Happy Thanksgiving everyone. I hope the gratitude we feel at this time of year is expressed freely and continues throughout this and every year!

Friday, November 16, 2012

Eating Difficult Foods: Artichokes and Spare Ribs

Continuing from last week's blog on eating difficult foods, this week let's focus on artichokes and spare ribs!

Artichokes are a fantastic multipurpose food. You can serve them hot with some melted lemon butter; you can serve them cold with a little vinaigrette; or you can buy artichoke hearts in a can and use them in salads or delicious Italian dishes. The difficulty arises when we face an entire artichoke for the first time. Once we make the decision to give it a try, it is actually a very simple matter. The leaves peel off one or two at a time, and your teeth scrape off the tender meat about half way down to the bottom of the leaf. A little practice and you’re hooked. Once most of the leaves are neatly stacked along the side of your plate, you need to remove the prickly inedible choke. Simply insert a sharp knife at a downward angle rotating it around the top of the heart and lift it off and discard. The tender heart can then be eaten easily. To kick artichokes up a notch, serve them hot with Hollandaise sauce.

Barbequed spare ribs are best eaten outdoors at a picnic using your hands and lots or napkins or hand wipes. Occasionally we decide that eating ribs in February indoors by a crackling fire is just what we need. Ribs can be successfully eaten with a fork and knife. After most of the meat has been consumed, it is perfectly acceptable to pick up the bones, which are so finger lickin’ good. This is also true for lamb chops, but not for pork chops or chicken.

This kind of meal provides an opportunity to blend the centuries because what could come in handier than a good old finger bowl? If you do use a finger bowl, dip in the fingers of one hand a time, drying your fingers with your napkin with the minimum of movement. If you need to have a good hand wash, excuse yourself and go to the washroom to wash your hands thoroughly.

With a little practice these methods will quickly become second nature. 

Friday, November 9, 2012

Eating Difficult Foods: Spaghetti and Peas

Facing a dinner plate filled with unfamiliar foods can be unnerving especially during a formal dinner or business lunch.  Equally challenging are those foods we eat frequently but are known to squirt, spray, or splatter. Knowing how to eat these difficult foods can really make all the difference between having a miserable time or a fabulous one.

Seldom are we faced with peeling an orange using only a fork and knife, a skill that can be quickly acquired with a bit of practice. But we do encounter other foods that can be challenging. Today I address spaghetti and peas.

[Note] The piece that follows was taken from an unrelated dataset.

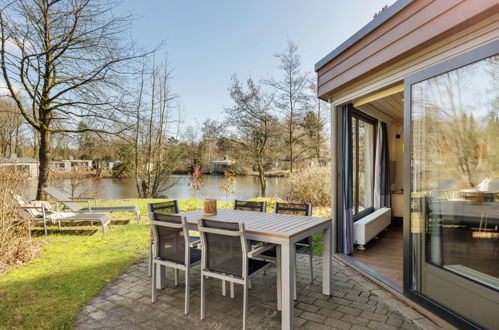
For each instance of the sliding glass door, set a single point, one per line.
(452, 122)
(362, 164)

When eating spaghetti, unless you are a child, do not cut the pasta. Likewise, do not snap it in half before cooking it. This delightful food is meant to be twirled. Though some people will correctly argue that Italians would never twirl spaghetti on a spoon, it is a method used widely especially in North America. Capturing a few strands with your fork tines and twirling them near the inner rim of your plate also ensures a safe journey to the mouth. If the spaghetti is in a broth like sauce, no one should wince if you use a spoon for twirling. The objective is to avoid splattering yourself or your neighbors.

Peas roll. They can seem to come alive on your plate and roll around as if to escape capture. Similar to not cutting your spaghetti, do not mash your peas on your plate. There are other far less barbaric and successful methods. Spearing for example is perfectly acceptable. Incorporating peas with other foods simultaneously on your fork is always helpful. Americans though can mount quite a pile on their forks with the aid of either a knife or small piece of bread, a wonderful edible pusher. I find they attach handily to mashed potatoes or almost anything with a bit of sauce. Do not fall prey to the practical trap of using a spoon to eat peas, unless you are a small child.